The NFL said it "respectfully" disagrees, and later in the day filed court papers indicating that it intends to appeal Berman's ruling.
"The commissioner’s responsibility to secure the competitive fairness of our game is a paramount principle, and the league and our 32 clubs will continue to pursue a path to that end," the NFL said in a statement today. "While the legal phase of this process continues, we look forward to focusing on football and the opening of the regular season."
Berman said Brady's punishment "cannot reasonably" be the equivalent of the four-game suspension handed down to players who use steroids, as noted in the collective bargaining agreement with players.

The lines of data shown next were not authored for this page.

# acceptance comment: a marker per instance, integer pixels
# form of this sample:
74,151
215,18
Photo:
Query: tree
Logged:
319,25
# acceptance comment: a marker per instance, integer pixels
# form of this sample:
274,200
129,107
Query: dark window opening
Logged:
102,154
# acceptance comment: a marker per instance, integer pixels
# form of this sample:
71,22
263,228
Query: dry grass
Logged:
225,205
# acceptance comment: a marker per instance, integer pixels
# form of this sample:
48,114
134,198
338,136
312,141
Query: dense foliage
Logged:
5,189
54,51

In the latter case, the policy details testing procedures, an appeal right, discovery process, and burdens and standards of proof.
"Brady also had no notice that his discipline would be the equivalent of the discipline imposed upon a player who used performance enhancing drugs," Berman wrote.

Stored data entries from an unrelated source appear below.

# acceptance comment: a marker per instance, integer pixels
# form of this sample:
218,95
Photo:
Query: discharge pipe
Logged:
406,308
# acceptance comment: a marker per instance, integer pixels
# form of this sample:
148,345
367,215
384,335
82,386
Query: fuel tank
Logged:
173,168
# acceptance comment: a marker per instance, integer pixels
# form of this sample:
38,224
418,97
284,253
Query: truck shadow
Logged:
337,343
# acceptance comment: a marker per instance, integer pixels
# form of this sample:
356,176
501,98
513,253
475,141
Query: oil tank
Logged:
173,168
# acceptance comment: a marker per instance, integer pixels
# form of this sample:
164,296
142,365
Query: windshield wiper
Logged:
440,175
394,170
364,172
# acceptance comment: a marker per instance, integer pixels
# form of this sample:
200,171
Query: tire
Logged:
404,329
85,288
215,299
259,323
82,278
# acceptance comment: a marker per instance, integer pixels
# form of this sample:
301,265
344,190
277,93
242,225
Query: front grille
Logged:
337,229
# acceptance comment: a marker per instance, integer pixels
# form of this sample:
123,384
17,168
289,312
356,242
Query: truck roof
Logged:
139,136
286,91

The case raised questions about the arbitration process within the NFL. While the NFL asked the judge to affirm Goodell's broad authority to protect the integrity of the game, the union argued that there are limits to the commissioner's authority under the collective bargaining agreement. Berman made no determination whether Brady actually tampered with footballs.

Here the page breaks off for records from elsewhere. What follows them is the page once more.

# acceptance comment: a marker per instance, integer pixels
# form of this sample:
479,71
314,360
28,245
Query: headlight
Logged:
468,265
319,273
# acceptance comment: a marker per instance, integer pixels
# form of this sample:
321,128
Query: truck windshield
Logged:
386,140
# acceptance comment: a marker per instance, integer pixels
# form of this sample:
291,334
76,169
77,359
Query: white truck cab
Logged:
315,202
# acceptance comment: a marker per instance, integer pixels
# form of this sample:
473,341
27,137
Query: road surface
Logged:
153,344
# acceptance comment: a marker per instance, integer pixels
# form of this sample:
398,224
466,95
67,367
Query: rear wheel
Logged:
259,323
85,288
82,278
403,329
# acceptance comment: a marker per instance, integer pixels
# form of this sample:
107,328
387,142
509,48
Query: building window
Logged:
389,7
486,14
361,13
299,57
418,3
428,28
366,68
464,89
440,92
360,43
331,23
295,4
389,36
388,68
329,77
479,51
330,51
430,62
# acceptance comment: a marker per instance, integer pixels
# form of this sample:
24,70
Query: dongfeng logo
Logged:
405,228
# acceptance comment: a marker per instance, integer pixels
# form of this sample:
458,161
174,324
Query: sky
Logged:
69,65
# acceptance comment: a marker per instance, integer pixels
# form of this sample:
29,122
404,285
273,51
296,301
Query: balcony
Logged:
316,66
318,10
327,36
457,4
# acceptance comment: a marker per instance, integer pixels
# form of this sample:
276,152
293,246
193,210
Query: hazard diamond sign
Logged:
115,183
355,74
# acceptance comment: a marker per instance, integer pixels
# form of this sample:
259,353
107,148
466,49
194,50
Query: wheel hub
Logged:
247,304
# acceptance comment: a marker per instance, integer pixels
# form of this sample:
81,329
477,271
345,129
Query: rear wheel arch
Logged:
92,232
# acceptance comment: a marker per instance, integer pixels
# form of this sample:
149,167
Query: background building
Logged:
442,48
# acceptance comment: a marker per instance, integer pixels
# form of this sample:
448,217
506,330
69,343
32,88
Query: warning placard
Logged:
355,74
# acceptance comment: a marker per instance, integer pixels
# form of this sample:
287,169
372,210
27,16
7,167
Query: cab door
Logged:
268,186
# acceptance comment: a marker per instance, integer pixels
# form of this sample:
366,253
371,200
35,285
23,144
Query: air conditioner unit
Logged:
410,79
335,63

Goodell's denial of Brady's motion to compel the testimony of Pash, co-lead investigator with attorney Ted Wells, was "fundamentally unfair," Berman wrote. NFL arbitration precedent says players must be afforded the opportunity to confront their investigators, Berman noted.
Wells declined to comment to ABC News.
The NFL Players Association said in a statement that today’s decision “should signal to every NFL owner that collective bargaining is better than legal losses.”
“This decision should prove, once and for all, that our Collective Bargaining Agreement does not grant this Commissioner the authority to be unfair, arbitrary and misleading,” the NFL Players Association said in a statement today. “While the CBA grants the person who occupies the position of Commissioner the ability to judiciously and fairly exercise the designated power of that position, the union did not agree to attempts to unfairly, illegally exercise that power, contrary to what the NFL has repeatedly and wrongfully claimed."
Brady has denied the allegation.
"I did nothing wrong, and no one in the Patriots organization did either," Brady wrote in a Facebook post in July.
Patriots owner Robert Kraft said he regrets not taking legal action in May when the team was first fined by the NFL.
"I was wrong to put my faith in the league," Kraft said during a news conference in July, adding that Brady "is a person of great integrity and is a great ambassador of the game both on and off the field."
Wells stated in May that it "is more than probable" that Brady "was at least generally aware of the inappropriate activities" involving the release of air from the Patriots' footballs.